Two replacement steam-powered 35 MW generators numbered as Units 1 and 2 were installed in a new building at the site in 1927. A boiler which burned pulverized coal provided 450 psi steam for the turbines that was superheated to 750 °F. These two generators operated until they were decommissioned in 1977.

The 100 MW generator of Unit 3, installed in 1952, was originally powered by a turbine with steam provided from a coal-fired boiler, but was later converted from coal to burn No. 6 fuel oil and natural gas. This unit was shut down in 2003 due to an equipment failure involving the steam turbine.

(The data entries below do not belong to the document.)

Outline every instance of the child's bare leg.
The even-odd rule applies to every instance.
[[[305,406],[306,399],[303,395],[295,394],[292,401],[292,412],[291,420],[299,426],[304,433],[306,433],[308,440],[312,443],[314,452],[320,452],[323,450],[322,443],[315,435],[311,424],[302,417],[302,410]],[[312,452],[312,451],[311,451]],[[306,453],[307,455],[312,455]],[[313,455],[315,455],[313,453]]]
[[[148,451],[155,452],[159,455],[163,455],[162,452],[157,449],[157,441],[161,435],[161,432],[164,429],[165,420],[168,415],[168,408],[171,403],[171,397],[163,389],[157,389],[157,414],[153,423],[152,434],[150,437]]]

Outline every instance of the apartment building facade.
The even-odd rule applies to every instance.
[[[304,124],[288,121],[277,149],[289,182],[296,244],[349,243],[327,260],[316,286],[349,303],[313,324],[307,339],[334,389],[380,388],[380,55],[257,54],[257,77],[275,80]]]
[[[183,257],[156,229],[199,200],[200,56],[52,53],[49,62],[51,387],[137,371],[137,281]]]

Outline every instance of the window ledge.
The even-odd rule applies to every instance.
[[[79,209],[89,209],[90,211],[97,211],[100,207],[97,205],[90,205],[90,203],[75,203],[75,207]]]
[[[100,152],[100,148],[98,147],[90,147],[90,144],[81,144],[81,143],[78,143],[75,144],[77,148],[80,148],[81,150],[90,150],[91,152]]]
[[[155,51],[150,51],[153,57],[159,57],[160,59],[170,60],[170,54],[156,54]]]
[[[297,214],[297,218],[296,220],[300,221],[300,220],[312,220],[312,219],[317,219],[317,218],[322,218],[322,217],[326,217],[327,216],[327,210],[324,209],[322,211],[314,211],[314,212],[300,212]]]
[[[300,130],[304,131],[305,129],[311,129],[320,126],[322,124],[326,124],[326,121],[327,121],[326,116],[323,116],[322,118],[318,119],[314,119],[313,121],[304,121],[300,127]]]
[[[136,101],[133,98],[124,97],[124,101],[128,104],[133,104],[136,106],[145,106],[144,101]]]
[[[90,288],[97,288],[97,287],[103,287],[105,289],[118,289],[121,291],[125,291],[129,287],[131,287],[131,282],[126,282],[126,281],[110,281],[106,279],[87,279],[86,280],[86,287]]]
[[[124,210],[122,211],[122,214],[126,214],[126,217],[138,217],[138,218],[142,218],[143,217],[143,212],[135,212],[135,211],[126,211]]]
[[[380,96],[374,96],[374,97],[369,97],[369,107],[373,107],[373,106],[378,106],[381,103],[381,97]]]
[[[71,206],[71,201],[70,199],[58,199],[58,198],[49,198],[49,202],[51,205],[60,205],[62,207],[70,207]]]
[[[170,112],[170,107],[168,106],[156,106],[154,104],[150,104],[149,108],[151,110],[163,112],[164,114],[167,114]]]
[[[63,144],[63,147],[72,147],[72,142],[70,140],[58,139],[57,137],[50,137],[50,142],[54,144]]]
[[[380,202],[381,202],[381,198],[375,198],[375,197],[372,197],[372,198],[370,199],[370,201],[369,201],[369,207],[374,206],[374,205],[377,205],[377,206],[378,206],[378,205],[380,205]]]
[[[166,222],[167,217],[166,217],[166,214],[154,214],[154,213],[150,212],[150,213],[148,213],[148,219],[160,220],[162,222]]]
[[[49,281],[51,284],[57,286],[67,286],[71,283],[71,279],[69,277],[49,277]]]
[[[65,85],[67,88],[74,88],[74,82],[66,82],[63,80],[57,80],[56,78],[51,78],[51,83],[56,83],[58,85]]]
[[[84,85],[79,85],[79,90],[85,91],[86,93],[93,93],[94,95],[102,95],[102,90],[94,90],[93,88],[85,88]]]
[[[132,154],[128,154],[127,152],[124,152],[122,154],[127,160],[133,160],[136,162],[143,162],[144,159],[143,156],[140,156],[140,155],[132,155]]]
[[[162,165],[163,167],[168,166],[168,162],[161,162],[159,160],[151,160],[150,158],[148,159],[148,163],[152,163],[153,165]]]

Constellation Energy repaired the turbine, modified Unit 3 to burn natural gas only, and reactivated the plant in June 2008. Constellation merged into Exelon in 2012. Exelon shuttered and sold the plant in 2019.

==Operations==
Before the plant was closed, Exelon operated it as a peaking power plant with a capacity factor of up to 10%. As the mid-Maryland region is a summer peaking load, the majority of the plant's operating time was during hot summer days. The Gould Street Generating Station was dispatched by the PJM Interconnection regional transmission organization.